Der zuletzt im März von einer Insolvenz bedrohte DRK-Kreisverband Rotenburg und der DRK-Kreisverband Hersfeld arbeiten bereits seit Oktober eng zusammen.

Rotenburg – Der Geschäftsführer des Hersfelder Kreisverbandes, Frank Leyendecker, hat auch die Geschäftsführung in Rotenburg übernommen. Das bestätigt die Rotenburger Kreisvorsitzende Katja Gliem auf Anfrage.

Von einer Fusion sei jedoch derzeit keine Rede, sagt Gliem. Ohnehin lasse das DRK-Recht nur zu, dass ein Kreisverband dem anderen beitrete. Dafür seien viele Formalitäten nötig. Eine enge Zusammenarbeit mit Bad Hersfeld sei das Naheliegende gewesen, auch weil der Rotenburger Geschäftsführer Alexander Stephan gekündigt habe und man einen Ersatz für ihn benötigt hätte. Beide Kreisverbände versprechen sich Synergieeffekte von der Zusammenarbeit, betont auch Frank Leyendecker. Beide hätten mit dem Landkreis einen Auftraggeber im Rettungsdienst. Und beide hätten auch die gleichen Geschäftsfelder. Zwar seien die Strukturen anders gewachsen, meint Leyendecker, man könne sich jedoch in der Arbeit angleichen.

Darauf setzt auch Katja Gliem, die hofft, dass man die Stärken von beiden Verbänden nutzen und damit das Beste für sie finden könne. Die derzeitige Zusammenarbeit werde ergebnisoffen geführt, in einem halben Jahr wisse man mehr, sagt Geschäftsführer Leyendecker. Mit einem wie auch immer gearteten Zusammenschluss habe sich der Kreisverband Hersfeld nicht ernsthaft befasst. „Wir haben keinen Druck.“ Allerdings sei deutlich geworden, dass kleine Organisationseinheiten oder Unternehmen es auf Dauer schwer hätten.

Zweimal wöchentlich arbeitet Leyendecker nun in Rotenburg, unterstützt wird er dabei von seinem Hersfelder Kollegen Björn Wettlaufer im Rettungsdienstbereich. Die Tätigkeit des Rotenburger Rettungsdienstleiters Sebastian Hinske sei davon nicht betroffen, erklären Leyendecker und Katja Gliem.

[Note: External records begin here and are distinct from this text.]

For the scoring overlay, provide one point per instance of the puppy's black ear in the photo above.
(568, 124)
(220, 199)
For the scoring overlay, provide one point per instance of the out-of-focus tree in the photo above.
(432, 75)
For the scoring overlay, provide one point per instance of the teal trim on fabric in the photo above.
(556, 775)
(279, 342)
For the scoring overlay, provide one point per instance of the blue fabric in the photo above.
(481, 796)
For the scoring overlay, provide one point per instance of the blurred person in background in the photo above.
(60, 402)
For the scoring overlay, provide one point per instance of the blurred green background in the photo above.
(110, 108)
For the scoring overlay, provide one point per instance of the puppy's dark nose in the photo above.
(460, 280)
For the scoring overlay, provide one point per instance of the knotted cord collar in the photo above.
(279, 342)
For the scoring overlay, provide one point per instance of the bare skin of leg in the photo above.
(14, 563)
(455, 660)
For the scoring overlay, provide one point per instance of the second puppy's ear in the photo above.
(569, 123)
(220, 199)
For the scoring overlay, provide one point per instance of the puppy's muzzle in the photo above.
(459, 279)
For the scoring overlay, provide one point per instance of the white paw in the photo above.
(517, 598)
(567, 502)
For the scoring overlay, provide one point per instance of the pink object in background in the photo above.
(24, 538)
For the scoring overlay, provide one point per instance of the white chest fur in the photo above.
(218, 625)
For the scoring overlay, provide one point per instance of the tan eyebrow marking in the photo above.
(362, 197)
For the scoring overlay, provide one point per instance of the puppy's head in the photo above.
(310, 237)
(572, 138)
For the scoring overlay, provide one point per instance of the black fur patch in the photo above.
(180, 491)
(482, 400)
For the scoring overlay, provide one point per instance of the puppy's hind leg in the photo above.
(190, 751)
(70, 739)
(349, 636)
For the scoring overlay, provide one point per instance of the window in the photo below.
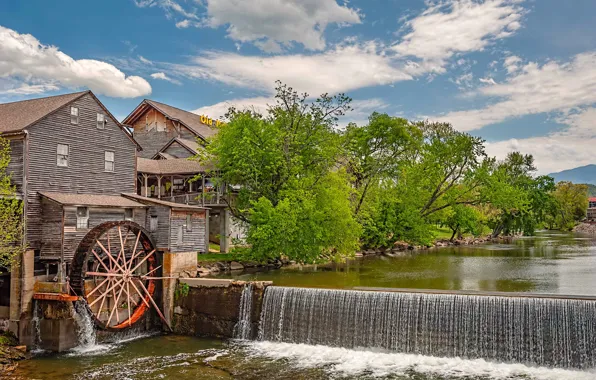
(180, 236)
(153, 223)
(62, 153)
(188, 223)
(82, 218)
(74, 115)
(101, 121)
(109, 161)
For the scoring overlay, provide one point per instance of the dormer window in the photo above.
(109, 161)
(62, 153)
(74, 115)
(101, 121)
(82, 218)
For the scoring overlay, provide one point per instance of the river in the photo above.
(555, 263)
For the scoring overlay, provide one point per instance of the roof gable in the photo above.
(17, 116)
(189, 120)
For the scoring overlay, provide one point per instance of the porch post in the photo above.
(159, 186)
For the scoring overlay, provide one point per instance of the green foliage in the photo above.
(182, 290)
(11, 212)
(567, 206)
(291, 196)
(307, 225)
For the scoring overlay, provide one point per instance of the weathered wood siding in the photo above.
(51, 229)
(162, 235)
(191, 241)
(146, 133)
(97, 215)
(178, 151)
(16, 165)
(85, 173)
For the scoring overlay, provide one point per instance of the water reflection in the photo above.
(551, 262)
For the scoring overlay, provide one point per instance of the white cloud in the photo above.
(270, 22)
(163, 76)
(171, 8)
(511, 63)
(345, 68)
(183, 24)
(534, 89)
(23, 56)
(557, 151)
(458, 26)
(29, 89)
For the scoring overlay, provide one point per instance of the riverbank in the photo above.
(10, 353)
(214, 264)
(585, 228)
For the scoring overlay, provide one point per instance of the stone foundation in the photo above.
(211, 307)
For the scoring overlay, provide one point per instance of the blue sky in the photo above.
(519, 73)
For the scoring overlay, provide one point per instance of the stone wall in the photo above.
(211, 307)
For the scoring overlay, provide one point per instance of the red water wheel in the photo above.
(114, 270)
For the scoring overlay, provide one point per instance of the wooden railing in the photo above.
(208, 198)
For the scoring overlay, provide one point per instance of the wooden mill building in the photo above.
(74, 166)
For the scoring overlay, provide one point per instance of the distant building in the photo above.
(591, 209)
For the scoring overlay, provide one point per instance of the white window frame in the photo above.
(74, 115)
(101, 121)
(109, 159)
(82, 218)
(62, 155)
(153, 223)
(188, 222)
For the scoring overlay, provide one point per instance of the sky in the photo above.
(519, 73)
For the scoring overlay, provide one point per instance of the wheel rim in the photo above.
(114, 270)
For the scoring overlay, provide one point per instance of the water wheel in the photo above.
(114, 270)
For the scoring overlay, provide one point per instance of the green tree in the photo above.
(377, 150)
(291, 194)
(463, 220)
(568, 206)
(11, 212)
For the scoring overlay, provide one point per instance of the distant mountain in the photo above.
(583, 174)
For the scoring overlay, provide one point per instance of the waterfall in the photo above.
(541, 331)
(85, 324)
(243, 328)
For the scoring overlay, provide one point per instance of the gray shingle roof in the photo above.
(189, 119)
(99, 200)
(171, 166)
(16, 116)
(160, 202)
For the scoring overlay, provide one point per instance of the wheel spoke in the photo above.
(142, 261)
(106, 292)
(100, 261)
(104, 274)
(134, 250)
(110, 256)
(96, 288)
(116, 301)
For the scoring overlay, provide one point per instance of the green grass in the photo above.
(220, 257)
(442, 232)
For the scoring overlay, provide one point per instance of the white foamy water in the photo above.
(352, 362)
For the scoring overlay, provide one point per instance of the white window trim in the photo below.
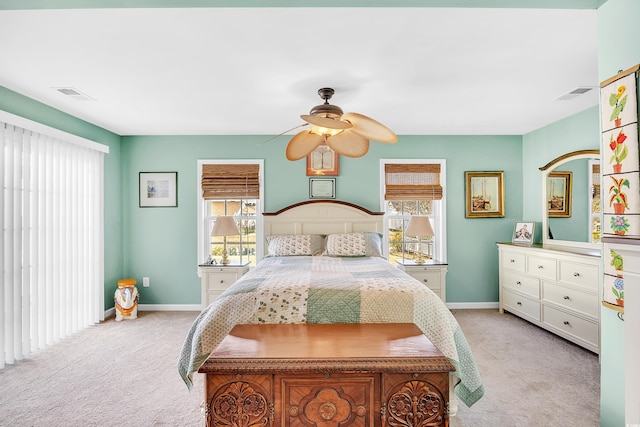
(203, 251)
(439, 222)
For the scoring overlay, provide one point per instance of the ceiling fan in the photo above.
(345, 133)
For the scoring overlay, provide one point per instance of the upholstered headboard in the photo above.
(322, 217)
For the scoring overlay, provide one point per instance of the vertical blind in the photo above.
(420, 181)
(51, 254)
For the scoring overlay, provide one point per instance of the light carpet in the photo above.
(124, 374)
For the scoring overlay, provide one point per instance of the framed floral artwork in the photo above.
(158, 189)
(322, 188)
(323, 161)
(559, 194)
(523, 233)
(484, 194)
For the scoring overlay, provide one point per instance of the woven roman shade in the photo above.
(230, 181)
(412, 182)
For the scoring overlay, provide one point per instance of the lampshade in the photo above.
(419, 226)
(225, 226)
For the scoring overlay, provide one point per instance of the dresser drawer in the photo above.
(429, 278)
(545, 268)
(522, 283)
(584, 275)
(221, 281)
(569, 324)
(513, 261)
(572, 299)
(520, 304)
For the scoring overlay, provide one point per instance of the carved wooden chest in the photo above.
(327, 376)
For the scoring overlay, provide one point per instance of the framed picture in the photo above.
(158, 189)
(484, 193)
(523, 233)
(559, 194)
(323, 161)
(322, 188)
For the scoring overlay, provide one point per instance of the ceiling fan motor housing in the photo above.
(326, 109)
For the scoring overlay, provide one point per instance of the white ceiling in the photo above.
(255, 70)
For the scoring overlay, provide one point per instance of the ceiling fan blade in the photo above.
(349, 144)
(369, 128)
(302, 144)
(326, 122)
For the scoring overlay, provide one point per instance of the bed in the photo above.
(325, 265)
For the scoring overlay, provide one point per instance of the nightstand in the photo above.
(215, 279)
(431, 273)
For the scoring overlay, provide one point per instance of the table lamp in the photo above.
(419, 226)
(225, 226)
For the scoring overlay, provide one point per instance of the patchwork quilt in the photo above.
(322, 289)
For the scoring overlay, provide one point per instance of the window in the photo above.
(413, 187)
(230, 188)
(52, 239)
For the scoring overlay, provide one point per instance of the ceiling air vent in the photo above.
(574, 93)
(74, 93)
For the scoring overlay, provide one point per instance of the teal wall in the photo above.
(618, 49)
(578, 132)
(161, 242)
(17, 104)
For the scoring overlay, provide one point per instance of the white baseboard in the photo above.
(169, 307)
(197, 307)
(472, 305)
(158, 307)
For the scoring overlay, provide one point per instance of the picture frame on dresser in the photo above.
(523, 233)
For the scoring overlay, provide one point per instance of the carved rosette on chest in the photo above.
(415, 403)
(239, 404)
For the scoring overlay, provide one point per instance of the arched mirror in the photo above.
(571, 201)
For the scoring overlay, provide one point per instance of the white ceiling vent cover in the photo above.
(574, 93)
(74, 93)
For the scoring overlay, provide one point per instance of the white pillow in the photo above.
(295, 245)
(354, 244)
(349, 244)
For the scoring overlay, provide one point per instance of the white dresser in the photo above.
(555, 289)
(215, 279)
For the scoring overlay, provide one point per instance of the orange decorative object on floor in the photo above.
(126, 300)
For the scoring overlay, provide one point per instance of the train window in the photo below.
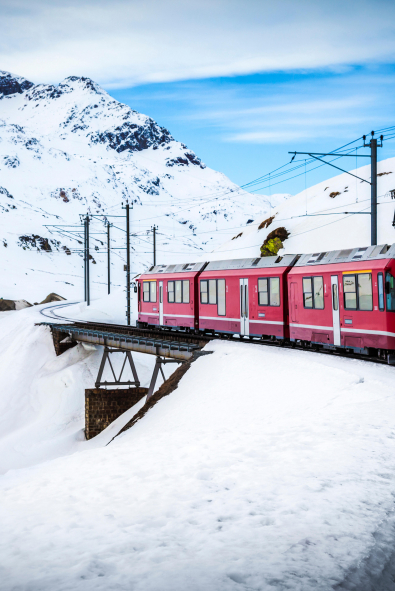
(203, 292)
(313, 292)
(269, 291)
(335, 297)
(274, 291)
(212, 291)
(146, 291)
(390, 291)
(307, 292)
(380, 289)
(358, 293)
(365, 295)
(178, 292)
(152, 291)
(318, 284)
(221, 298)
(185, 292)
(350, 292)
(170, 292)
(263, 292)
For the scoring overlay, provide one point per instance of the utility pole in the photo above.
(88, 294)
(373, 145)
(87, 297)
(127, 207)
(154, 228)
(108, 257)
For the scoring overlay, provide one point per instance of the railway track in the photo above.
(201, 339)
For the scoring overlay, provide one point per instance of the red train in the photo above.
(337, 299)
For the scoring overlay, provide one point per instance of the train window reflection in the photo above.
(390, 291)
(380, 289)
(221, 297)
(318, 283)
(203, 292)
(212, 291)
(178, 292)
(274, 291)
(185, 292)
(307, 292)
(350, 292)
(170, 292)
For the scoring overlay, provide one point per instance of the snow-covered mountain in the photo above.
(70, 149)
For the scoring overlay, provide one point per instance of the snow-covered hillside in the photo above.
(316, 218)
(70, 149)
(267, 469)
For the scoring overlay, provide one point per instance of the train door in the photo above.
(294, 302)
(335, 310)
(244, 308)
(161, 303)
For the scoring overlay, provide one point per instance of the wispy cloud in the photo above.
(121, 43)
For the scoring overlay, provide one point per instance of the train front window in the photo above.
(390, 291)
(350, 292)
(365, 295)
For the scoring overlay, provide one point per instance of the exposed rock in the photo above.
(8, 305)
(274, 242)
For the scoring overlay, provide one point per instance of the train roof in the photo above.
(254, 263)
(182, 268)
(350, 255)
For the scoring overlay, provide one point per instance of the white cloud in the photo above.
(125, 42)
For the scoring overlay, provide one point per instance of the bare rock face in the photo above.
(9, 305)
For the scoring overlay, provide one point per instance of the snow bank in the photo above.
(266, 469)
(42, 397)
(326, 226)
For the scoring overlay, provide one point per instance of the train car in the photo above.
(245, 296)
(344, 298)
(167, 296)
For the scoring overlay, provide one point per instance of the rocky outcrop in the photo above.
(10, 84)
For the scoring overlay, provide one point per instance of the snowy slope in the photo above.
(266, 469)
(71, 148)
(325, 227)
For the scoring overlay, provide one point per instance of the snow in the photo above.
(237, 480)
(76, 138)
(323, 228)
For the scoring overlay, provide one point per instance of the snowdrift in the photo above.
(265, 469)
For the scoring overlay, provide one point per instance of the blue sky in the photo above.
(241, 82)
(244, 126)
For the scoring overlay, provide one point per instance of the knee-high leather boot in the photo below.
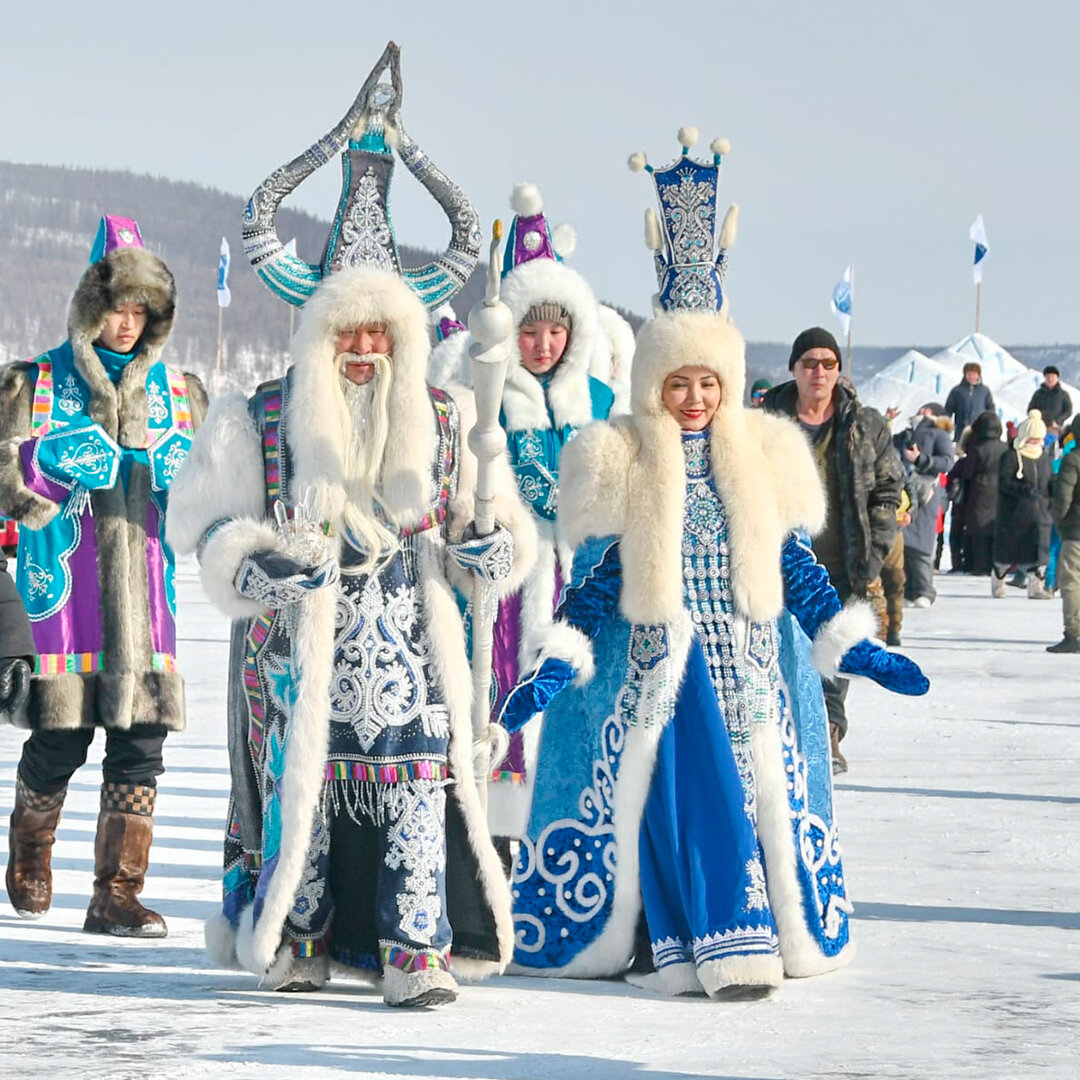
(30, 838)
(121, 853)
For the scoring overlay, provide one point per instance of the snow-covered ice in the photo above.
(961, 825)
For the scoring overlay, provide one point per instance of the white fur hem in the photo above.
(220, 561)
(834, 637)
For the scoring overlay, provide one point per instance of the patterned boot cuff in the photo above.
(129, 798)
(38, 800)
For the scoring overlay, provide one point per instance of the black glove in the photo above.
(275, 579)
(14, 685)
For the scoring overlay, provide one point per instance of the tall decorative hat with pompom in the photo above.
(530, 237)
(690, 255)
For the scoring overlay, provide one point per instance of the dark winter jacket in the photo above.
(935, 457)
(964, 403)
(1065, 499)
(1022, 529)
(1055, 405)
(871, 480)
(974, 476)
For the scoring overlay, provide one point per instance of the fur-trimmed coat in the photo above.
(223, 508)
(871, 480)
(94, 568)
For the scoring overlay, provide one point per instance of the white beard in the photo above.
(367, 421)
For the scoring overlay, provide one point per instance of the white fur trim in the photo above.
(564, 239)
(688, 136)
(220, 941)
(351, 298)
(450, 667)
(526, 199)
(305, 766)
(801, 955)
(220, 561)
(221, 476)
(523, 399)
(653, 235)
(838, 634)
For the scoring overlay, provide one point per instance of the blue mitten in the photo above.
(535, 693)
(891, 670)
(81, 455)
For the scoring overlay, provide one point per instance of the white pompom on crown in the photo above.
(564, 239)
(526, 199)
(688, 136)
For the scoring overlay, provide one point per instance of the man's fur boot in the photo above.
(30, 838)
(121, 853)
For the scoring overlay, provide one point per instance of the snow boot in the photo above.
(121, 853)
(417, 989)
(839, 761)
(30, 838)
(1067, 644)
(1037, 588)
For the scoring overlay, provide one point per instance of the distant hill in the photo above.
(49, 215)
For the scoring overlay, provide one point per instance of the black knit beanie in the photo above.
(817, 337)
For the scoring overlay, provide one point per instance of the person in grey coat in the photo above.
(968, 399)
(927, 451)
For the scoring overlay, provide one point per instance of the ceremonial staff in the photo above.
(491, 325)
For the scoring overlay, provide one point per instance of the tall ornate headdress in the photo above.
(690, 258)
(362, 233)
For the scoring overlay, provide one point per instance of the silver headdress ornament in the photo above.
(690, 259)
(362, 233)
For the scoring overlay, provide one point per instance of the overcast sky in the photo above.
(862, 132)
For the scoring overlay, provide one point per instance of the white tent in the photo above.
(914, 379)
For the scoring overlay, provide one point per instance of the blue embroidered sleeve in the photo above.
(808, 593)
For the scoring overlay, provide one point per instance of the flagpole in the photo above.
(217, 361)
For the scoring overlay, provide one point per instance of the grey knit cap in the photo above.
(548, 311)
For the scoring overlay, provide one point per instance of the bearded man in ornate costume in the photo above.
(355, 832)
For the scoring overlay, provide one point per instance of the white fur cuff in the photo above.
(220, 561)
(839, 633)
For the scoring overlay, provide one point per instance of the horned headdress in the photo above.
(362, 232)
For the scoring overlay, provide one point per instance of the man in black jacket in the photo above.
(1052, 400)
(968, 399)
(862, 477)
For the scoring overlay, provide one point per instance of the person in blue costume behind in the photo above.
(688, 781)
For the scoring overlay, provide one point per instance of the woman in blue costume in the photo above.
(689, 780)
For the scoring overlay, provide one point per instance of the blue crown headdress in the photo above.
(690, 258)
(362, 233)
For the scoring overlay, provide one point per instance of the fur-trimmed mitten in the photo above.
(891, 670)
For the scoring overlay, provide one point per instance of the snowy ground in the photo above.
(961, 824)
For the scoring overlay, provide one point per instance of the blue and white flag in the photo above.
(224, 296)
(977, 233)
(841, 299)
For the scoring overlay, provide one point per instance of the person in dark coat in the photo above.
(974, 481)
(1065, 510)
(862, 476)
(927, 451)
(1052, 400)
(1022, 528)
(968, 399)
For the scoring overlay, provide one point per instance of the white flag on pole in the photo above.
(841, 299)
(977, 233)
(224, 296)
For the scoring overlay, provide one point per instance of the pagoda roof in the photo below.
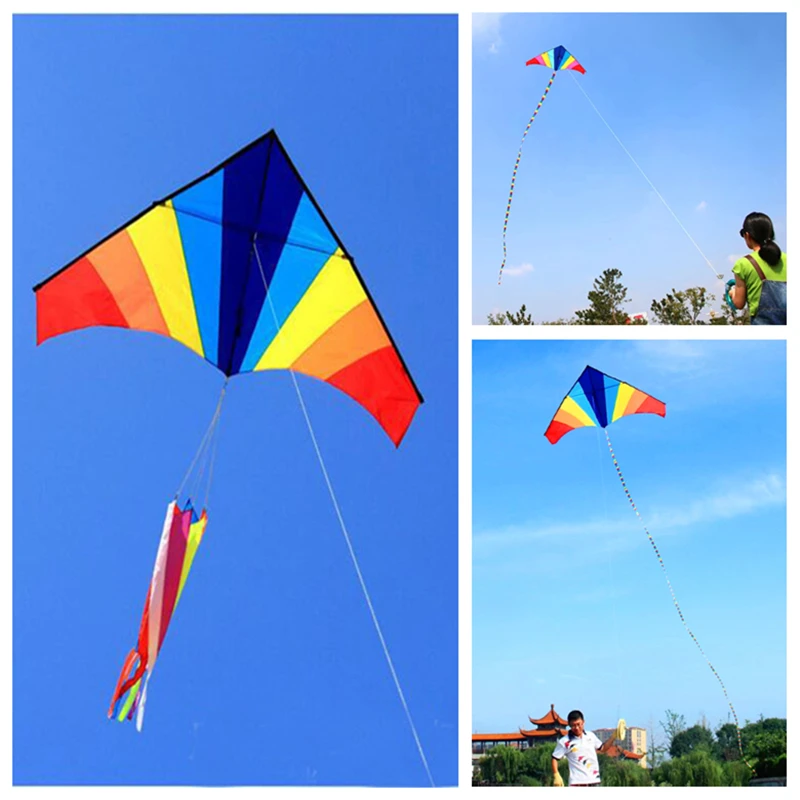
(497, 737)
(550, 718)
(547, 732)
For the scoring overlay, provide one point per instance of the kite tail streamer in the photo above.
(514, 176)
(675, 599)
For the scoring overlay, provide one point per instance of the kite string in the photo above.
(202, 450)
(514, 175)
(652, 185)
(348, 542)
(674, 599)
(610, 568)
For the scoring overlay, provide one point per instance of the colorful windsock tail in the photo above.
(128, 690)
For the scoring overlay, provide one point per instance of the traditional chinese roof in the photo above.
(550, 718)
(544, 733)
(497, 737)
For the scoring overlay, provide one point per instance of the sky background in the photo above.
(272, 672)
(702, 114)
(570, 606)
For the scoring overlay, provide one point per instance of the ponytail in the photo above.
(759, 226)
(770, 252)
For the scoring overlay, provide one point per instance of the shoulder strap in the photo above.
(756, 267)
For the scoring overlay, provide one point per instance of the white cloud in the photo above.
(522, 269)
(613, 533)
(486, 31)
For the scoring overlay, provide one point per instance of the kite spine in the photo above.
(675, 599)
(514, 175)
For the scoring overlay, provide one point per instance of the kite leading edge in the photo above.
(185, 268)
(242, 267)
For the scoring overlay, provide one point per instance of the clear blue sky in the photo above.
(569, 603)
(271, 672)
(699, 100)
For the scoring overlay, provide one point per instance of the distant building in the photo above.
(551, 727)
(634, 747)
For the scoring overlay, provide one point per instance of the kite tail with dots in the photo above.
(675, 600)
(514, 176)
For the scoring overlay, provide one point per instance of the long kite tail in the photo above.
(516, 167)
(675, 599)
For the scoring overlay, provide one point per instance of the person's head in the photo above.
(758, 234)
(575, 720)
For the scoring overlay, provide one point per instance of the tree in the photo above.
(622, 772)
(699, 768)
(502, 765)
(511, 318)
(682, 308)
(698, 737)
(606, 301)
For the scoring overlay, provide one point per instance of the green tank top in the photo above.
(745, 270)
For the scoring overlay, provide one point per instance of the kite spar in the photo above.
(559, 58)
(597, 400)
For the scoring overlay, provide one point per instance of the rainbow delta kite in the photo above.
(597, 400)
(557, 59)
(242, 267)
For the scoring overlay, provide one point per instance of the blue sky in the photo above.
(272, 672)
(699, 100)
(569, 603)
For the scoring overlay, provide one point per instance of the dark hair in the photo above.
(759, 226)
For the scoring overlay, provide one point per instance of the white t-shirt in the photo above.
(581, 754)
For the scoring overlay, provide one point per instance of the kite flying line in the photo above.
(652, 185)
(514, 174)
(557, 59)
(346, 535)
(597, 400)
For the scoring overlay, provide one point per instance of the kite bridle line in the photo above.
(718, 275)
(208, 446)
(346, 535)
(514, 175)
(675, 599)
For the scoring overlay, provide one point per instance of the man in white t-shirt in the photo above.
(580, 747)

Gemeinsam arbeite man nach dem Sanierungsplan einer Hamburger Unternehmensberatung. Die existenzielle finanzielle Krise ist nach Einschätzung Gliems erst mal abgewendet. Im März ging es um eine akute Gläubiger-Forderung von 550.000 Euro. Der größte Teil sei über einen Sicherheitentausch, einen Grundschuldeintrag, finanziert worden. Über 100.000 Euro wurde eine Stundungsvereinbarung erzielt, erklärt Gliem. (Silke Schäfer-Marg)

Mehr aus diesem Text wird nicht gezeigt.